I even went as far as writing out a weekly schedule, broken down by the hour every day.
This was no flimsy New Years resolution.
This was a plan.
I can honestly tell you that I never would have done something like this on my own, and I probably would have told you that I’d do anything before sitting down to make a list of goals for myself. But wow, once I did it, I felt great. I mean, I have a list of things that I can sit and look at and say, I may not get all of these things done, but I have a plan, and I’m pretty sure that the way I have it planned, I can make a lot of progress.
Not to mention, if I hadn’t taken the time to think through these things with Marshall, I probably never would have thought of a lot of them. And they would have sat in the back of my mind only to come up in daydreams, when I remembered that I had always wanted to play the guitar.

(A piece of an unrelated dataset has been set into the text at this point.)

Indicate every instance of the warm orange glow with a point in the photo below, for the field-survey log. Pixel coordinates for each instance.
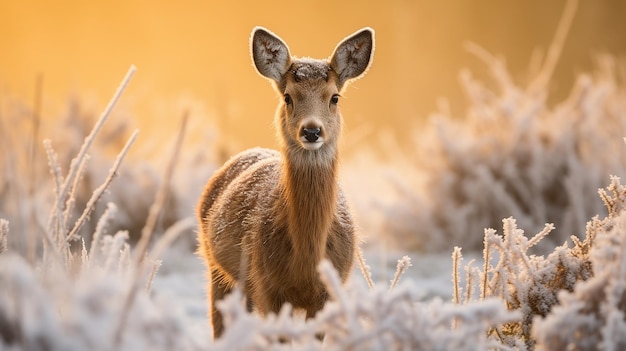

So if you have a New Years resolution this year, I’m proud of you. And I hope you haven’t broken it already, like the news says you probably have. But if you want something a little bit more involved, more detailed, something that feels ambitious yet concrete, I’d strongly recommend taking some time to sit down and turn it into a goal. Line it out with a few other goals you have, even, to add to the list. Even if you never plan to look at them again, just try it. You certainly won’t regret it, and you might be really glad you gave it a try. I was.